From the bizarre cult of the Kim family's North Korea to the desperate faces of refugees, and victims of war fleeing the violence, the exhibition covers the extremes of the world today.
With each photograph, there is a back story. Take photographers Warren Richardson's winning entry (the World Press Photo of the Year), a haunting, black-and-white photo showing a baby being handed through rolls of razor wire to a pair of waiting hands. The child was with a group of Syrian refugees who had hidden in an orchard at night, avoiding Hungarian border police and being gassed with pepper spray before finding a way through.
And Syrian photographer Abd Doumany focussed his lens on children as they arrived in a makeshift hospital in the city of Douma, casualties of an air strike - a tiny, bewildered girl, her head bandaged, her clothes covered in blood; the bloodied face of a screaming boy; a distraught father cradling the body of his young daughter, killed in the air strike.
And just as shocking are the images Portuguese photographer Mario Cruz captured of Koranic "boarding schools" in Senegal, known as daaras, where near-starving children are kept in overcrowded, unsanitary conditions, beaten and sometimes locked in chains.
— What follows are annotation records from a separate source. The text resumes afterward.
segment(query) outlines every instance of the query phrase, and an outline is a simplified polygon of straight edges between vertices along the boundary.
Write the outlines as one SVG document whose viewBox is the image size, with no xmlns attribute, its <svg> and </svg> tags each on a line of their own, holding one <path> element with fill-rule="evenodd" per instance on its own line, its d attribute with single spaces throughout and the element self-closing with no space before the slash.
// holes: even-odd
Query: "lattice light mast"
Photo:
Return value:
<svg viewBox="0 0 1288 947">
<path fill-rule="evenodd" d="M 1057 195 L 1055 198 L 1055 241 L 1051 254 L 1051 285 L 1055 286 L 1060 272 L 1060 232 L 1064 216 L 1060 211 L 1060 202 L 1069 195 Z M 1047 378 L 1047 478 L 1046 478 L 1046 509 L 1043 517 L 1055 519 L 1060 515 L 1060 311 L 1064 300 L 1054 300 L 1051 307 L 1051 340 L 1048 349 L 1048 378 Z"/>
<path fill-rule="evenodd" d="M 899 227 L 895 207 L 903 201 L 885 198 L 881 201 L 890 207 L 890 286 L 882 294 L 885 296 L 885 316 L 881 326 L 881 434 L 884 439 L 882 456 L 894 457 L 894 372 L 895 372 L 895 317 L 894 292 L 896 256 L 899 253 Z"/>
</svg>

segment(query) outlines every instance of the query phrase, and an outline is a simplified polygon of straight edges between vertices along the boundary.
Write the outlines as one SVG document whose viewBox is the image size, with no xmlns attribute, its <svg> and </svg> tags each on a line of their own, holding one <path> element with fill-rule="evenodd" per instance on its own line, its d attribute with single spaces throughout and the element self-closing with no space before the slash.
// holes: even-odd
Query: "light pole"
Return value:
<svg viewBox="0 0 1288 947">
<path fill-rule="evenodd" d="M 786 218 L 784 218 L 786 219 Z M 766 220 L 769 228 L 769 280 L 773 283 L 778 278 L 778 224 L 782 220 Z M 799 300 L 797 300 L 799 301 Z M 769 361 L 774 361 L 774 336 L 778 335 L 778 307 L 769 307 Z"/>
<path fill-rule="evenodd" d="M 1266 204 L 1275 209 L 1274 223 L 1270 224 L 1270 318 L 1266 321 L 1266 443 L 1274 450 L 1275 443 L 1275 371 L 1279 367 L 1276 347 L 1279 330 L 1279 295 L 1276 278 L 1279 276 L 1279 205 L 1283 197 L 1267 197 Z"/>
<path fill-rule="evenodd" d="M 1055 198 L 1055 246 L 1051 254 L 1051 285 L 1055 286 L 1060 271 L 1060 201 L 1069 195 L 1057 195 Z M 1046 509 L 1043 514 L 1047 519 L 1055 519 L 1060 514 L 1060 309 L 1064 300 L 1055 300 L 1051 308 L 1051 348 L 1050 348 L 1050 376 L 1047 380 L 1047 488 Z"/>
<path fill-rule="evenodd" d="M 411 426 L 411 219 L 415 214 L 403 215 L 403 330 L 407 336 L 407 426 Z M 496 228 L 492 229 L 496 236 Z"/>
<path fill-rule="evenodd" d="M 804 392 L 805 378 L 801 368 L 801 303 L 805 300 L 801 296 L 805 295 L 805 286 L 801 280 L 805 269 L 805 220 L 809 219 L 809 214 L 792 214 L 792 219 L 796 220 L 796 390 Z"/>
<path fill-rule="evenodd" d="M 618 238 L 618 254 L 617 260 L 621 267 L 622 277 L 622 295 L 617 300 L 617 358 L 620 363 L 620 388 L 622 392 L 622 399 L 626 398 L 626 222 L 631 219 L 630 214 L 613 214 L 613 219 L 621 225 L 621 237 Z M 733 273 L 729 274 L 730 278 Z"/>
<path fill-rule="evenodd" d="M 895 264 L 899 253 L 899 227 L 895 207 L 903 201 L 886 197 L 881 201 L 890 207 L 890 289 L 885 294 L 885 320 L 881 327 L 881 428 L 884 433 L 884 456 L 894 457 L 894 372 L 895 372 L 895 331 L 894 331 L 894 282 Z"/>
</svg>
But this exhibition is not all about destruction and sadness. On the same walls hang nature and animal images of extraordinary beauty, and human images of hope: the naked, swollen bellies of two gay women, married to each other, who are pregnant at the same time; children leaping from tall trees into the Tapajos River, home to the Munduruku people in the Brazilian Amazon; the delighted faces of the Ebola Survivors' Football Club in Sierra Leone.
But even the shocking, harshly compelling images in this exhibition are not to be missed; it is photojournalism that will make you thankful to be living in New Zealand.
World Press Photo exhibition, Smith & Caughey's (level 6), 253-261 Queen St, Auckland until July 24.
Monday - Wednesday, 9.30am - 6.30pm; Thursday - Friday, 9.30am - 9pm; Saturday, 10am - 6.30pm; Sunday, 10.30am - 6pm. Not recommended for children under 12.